Mais dans cette homogénéité d'ensemble mâtinée d'électro surgissent quelques transgressions, quelques expérimentations : comme ce tout premier titre, Addicte aux héroïnes, qui rend hommage aux "femmes en majuscule" et aux héroïnes de mode par le biais d'un texte parlé (procédé réutilisé en conclusion, dans Mon Piano Rouge), soutenu par un piano presque hérité des Gymnopédies d'Erik Satie. Une ode quasi carlabruniesque… Plus loin, ce sont des influences trip-hop qui affleurent, dans le mélancolique Je t'aime encore.
Pas de puissance et de grands élans rock sur cet opus dédié à la volupté d'un timbre jazzy qui voyage sur une toile de spleen entrecoupé d'éclaircies : "Et s'il fallait le faire, je repousserais l'hiver à grands coups de printemps et de matins clairs". En revanche, des efforts vocaux, comme dans ce sensuel Solo, charnel et empreint d'une belle amertume jazz, ou encore avec le scat qui s'invite sur Kabaret.
Bref, beaucoup de velours déposé sur un piano omniprésent (avec, parfois, quelques violons), pour un spectacle auditif cohérent. Mention spéciale à la chanson Une dernière fois (écrite par Patricia Kaas), cette litanie envoûtante, ce tango alangui à l'instrumentation habile, traversé par un accordéon tout droit hérité du Gotan Project.

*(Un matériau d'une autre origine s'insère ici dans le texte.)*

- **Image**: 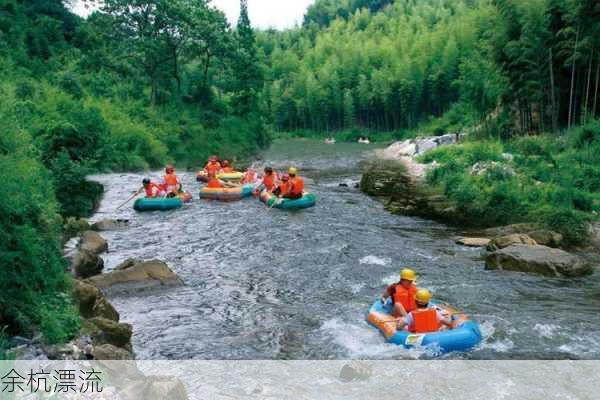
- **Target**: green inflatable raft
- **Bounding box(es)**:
[133,197,183,212]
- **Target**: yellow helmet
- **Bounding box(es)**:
[415,289,432,305]
[400,268,417,282]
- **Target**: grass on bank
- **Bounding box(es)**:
[420,120,600,245]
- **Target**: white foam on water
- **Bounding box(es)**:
[358,255,392,267]
[321,318,426,359]
[349,283,365,294]
[533,324,560,339]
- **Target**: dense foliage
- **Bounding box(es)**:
[422,120,600,244]
[0,0,269,343]
[259,0,600,136]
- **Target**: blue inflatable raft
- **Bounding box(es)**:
[367,300,481,353]
[260,190,317,210]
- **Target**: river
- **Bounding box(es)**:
[93,140,600,360]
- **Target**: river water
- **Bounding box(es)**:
[93,140,600,360]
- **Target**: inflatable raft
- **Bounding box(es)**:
[133,197,183,211]
[260,190,317,210]
[200,185,254,201]
[217,172,244,182]
[367,300,481,353]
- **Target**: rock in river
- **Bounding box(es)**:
[486,244,592,277]
[92,219,129,232]
[71,249,104,279]
[456,237,490,247]
[487,234,537,251]
[88,260,181,292]
[79,231,108,254]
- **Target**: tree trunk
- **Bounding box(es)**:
[592,59,600,118]
[548,47,558,132]
[567,27,579,129]
[583,47,595,123]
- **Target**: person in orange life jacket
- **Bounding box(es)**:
[204,156,221,175]
[242,168,258,184]
[283,167,304,200]
[206,174,225,189]
[256,167,279,193]
[163,165,182,197]
[137,178,166,198]
[221,160,235,174]
[397,289,452,333]
[381,268,417,317]
[273,174,291,197]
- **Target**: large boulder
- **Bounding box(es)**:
[88,260,181,293]
[89,317,133,349]
[71,249,104,279]
[528,229,563,248]
[485,244,593,277]
[91,219,129,232]
[487,234,537,251]
[456,237,490,247]
[93,344,133,360]
[118,376,189,400]
[73,280,119,322]
[79,231,108,254]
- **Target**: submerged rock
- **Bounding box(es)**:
[92,344,133,360]
[91,219,129,232]
[73,280,119,322]
[71,249,104,279]
[88,260,182,292]
[528,229,563,248]
[456,237,491,247]
[89,317,133,349]
[79,231,108,254]
[487,234,537,251]
[486,244,593,277]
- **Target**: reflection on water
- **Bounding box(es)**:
[89,140,600,359]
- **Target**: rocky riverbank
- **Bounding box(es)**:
[360,134,600,277]
[11,219,182,360]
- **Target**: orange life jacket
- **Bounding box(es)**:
[290,176,304,196]
[204,161,221,175]
[242,171,256,183]
[278,181,292,196]
[263,172,277,192]
[165,174,179,186]
[206,178,223,189]
[408,308,441,333]
[392,283,417,313]
[144,183,162,198]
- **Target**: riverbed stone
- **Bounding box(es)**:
[486,244,593,277]
[92,344,133,360]
[89,317,133,349]
[456,237,491,247]
[91,219,129,232]
[528,229,563,248]
[88,260,182,293]
[119,376,189,400]
[487,234,537,251]
[340,361,373,382]
[73,280,120,322]
[79,231,108,254]
[71,249,104,279]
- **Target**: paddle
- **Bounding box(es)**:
[115,188,144,211]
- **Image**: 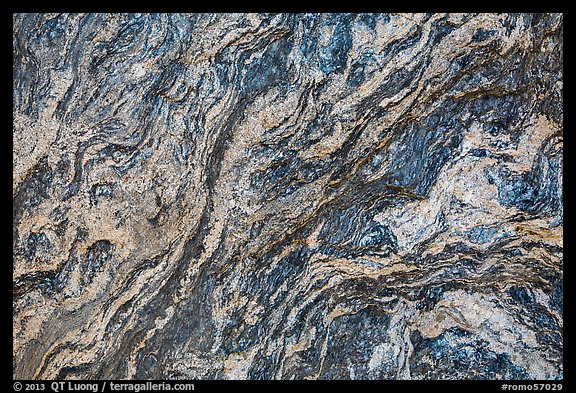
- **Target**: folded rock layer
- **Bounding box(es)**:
[13,14,563,379]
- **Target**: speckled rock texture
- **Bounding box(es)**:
[12,14,563,379]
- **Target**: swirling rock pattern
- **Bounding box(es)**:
[13,14,563,379]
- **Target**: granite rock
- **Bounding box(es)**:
[13,14,563,379]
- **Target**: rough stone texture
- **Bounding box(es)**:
[13,14,563,379]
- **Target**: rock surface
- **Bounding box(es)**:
[13,14,563,379]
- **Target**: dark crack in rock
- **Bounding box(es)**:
[13,13,563,379]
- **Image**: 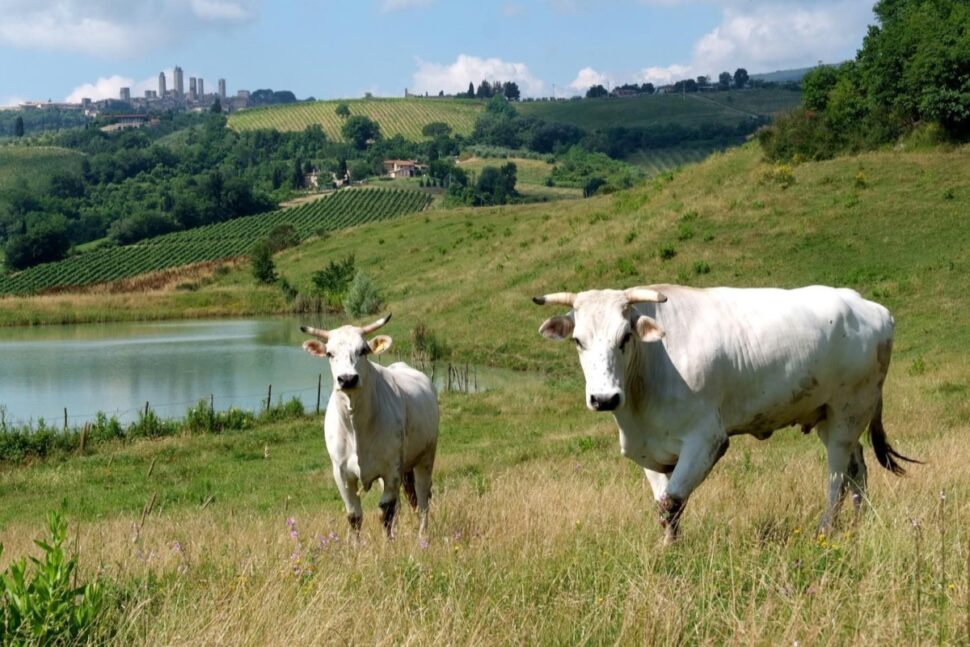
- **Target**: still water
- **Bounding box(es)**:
[0,319,330,426]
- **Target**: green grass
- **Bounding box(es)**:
[517,90,801,130]
[0,189,431,295]
[0,144,84,191]
[0,146,970,645]
[624,144,726,177]
[229,99,485,141]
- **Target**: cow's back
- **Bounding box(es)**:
[640,286,893,428]
[384,362,439,463]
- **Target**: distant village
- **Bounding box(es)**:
[18,65,252,121]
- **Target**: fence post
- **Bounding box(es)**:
[317,373,323,415]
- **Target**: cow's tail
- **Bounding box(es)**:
[403,470,418,510]
[869,395,922,476]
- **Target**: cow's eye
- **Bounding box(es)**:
[620,331,633,350]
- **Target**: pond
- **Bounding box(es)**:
[0,318,330,426]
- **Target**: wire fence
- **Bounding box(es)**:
[0,362,480,429]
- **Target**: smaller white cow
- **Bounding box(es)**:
[300,315,438,537]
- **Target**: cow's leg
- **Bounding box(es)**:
[333,465,364,536]
[658,430,728,544]
[377,473,401,539]
[848,442,868,513]
[414,464,432,537]
[643,467,670,528]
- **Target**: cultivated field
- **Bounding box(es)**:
[0,189,431,295]
[0,145,84,191]
[229,99,485,141]
[0,146,970,645]
[517,90,801,130]
[625,145,724,176]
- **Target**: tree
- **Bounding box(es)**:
[340,115,381,150]
[802,65,839,110]
[502,81,521,101]
[734,67,748,90]
[250,240,277,284]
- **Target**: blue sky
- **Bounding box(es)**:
[0,0,873,105]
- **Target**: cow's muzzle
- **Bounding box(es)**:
[337,374,360,389]
[589,393,620,411]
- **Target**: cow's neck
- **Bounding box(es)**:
[334,362,378,437]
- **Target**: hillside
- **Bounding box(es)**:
[0,189,431,295]
[0,145,970,645]
[0,145,84,191]
[518,90,801,130]
[229,99,484,141]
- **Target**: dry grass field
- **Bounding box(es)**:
[0,142,970,645]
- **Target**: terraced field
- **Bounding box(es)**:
[518,90,801,130]
[0,145,83,191]
[0,189,431,295]
[626,146,736,176]
[229,99,484,141]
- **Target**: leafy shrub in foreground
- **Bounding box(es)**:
[0,512,104,645]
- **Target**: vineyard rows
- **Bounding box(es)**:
[229,99,482,141]
[0,189,431,295]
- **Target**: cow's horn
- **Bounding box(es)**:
[360,312,391,335]
[532,292,576,308]
[623,288,667,304]
[300,326,330,341]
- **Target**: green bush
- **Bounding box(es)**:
[344,272,382,318]
[0,512,105,645]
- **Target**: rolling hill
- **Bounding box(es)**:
[0,145,84,191]
[229,98,484,141]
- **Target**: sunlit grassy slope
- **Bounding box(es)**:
[229,99,485,141]
[518,90,801,130]
[0,147,970,645]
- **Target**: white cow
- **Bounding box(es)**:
[533,285,918,543]
[300,315,438,537]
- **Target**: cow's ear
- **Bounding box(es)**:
[367,335,391,355]
[303,339,327,357]
[539,315,574,341]
[637,315,667,341]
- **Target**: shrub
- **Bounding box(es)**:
[344,272,381,318]
[761,164,795,189]
[0,512,104,645]
[657,243,677,261]
[251,241,276,283]
[411,323,448,362]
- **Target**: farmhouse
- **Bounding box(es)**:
[384,160,424,178]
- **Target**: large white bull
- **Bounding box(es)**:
[533,285,916,542]
[300,315,438,537]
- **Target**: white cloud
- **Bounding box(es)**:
[409,54,544,96]
[637,0,872,84]
[569,67,613,93]
[64,68,206,103]
[0,0,261,58]
[381,0,434,13]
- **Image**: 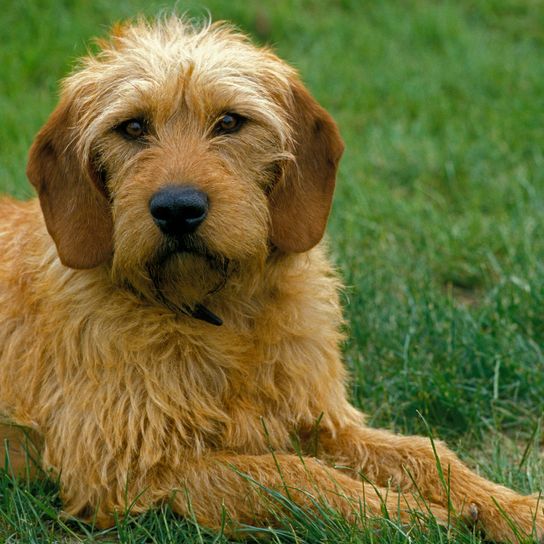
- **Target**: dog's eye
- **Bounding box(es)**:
[215,113,246,134]
[116,119,147,140]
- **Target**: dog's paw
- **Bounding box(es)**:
[474,494,544,544]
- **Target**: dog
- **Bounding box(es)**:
[0,16,544,541]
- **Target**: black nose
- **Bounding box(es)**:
[149,185,208,236]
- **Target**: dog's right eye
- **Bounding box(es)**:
[115,119,147,140]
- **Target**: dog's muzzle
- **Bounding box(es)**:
[149,185,208,238]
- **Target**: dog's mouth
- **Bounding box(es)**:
[143,235,233,325]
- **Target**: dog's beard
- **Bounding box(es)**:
[143,235,232,314]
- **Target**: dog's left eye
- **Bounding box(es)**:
[214,113,246,134]
[116,119,147,140]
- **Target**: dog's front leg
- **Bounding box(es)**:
[173,454,447,528]
[310,426,544,541]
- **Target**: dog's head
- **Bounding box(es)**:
[27,17,343,310]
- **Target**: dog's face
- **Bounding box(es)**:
[27,18,343,310]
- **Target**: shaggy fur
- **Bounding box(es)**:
[0,17,544,541]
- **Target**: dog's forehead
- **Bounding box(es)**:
[70,18,294,121]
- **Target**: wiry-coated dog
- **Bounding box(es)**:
[0,17,544,540]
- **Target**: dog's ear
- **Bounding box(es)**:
[26,99,113,268]
[269,81,344,253]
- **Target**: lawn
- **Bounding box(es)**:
[0,0,544,544]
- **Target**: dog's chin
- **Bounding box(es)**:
[143,237,230,312]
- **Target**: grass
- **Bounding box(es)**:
[0,0,544,543]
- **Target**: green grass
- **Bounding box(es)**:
[0,0,544,543]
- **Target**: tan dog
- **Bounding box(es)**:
[0,17,544,540]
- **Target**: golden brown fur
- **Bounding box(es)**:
[0,17,544,541]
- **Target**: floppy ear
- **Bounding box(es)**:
[269,81,344,253]
[26,99,113,268]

Disponible depuis le 15 décembre en version numérique (8e du top albums iTunes France), Kabaret, dont nous vous proposons le making of, sera dans les bacs d'ici quelques semaines. Le temps pour Patricia Kaas de démontrer qu'il s'agit véritablement d'un spectacle conçu pour la scène — une profession de foi exprimée dans le single-titre Kabaret, qui emprunte son univers au musical du même nom : doté d'un préambule et d'un épilogue parlés, d'un interlude très dansant en guise d'entracte (Pigalle, où clarinette et trompette dialoguent sur un swing enlevé), ce show a déjà fait ses preuves. Un véritable carton en Russie, où la chanteuse vient de donner pas moins de quinze dates ovationnées ! Dès le 6 janvier, elle attaquera le versant français (jusqu'à fin avril, avec notamment 10 dates au Casino de Paris du 20 au 31 janvier) d'une tournée qui la conduira ensuite à travers toute l'Europe.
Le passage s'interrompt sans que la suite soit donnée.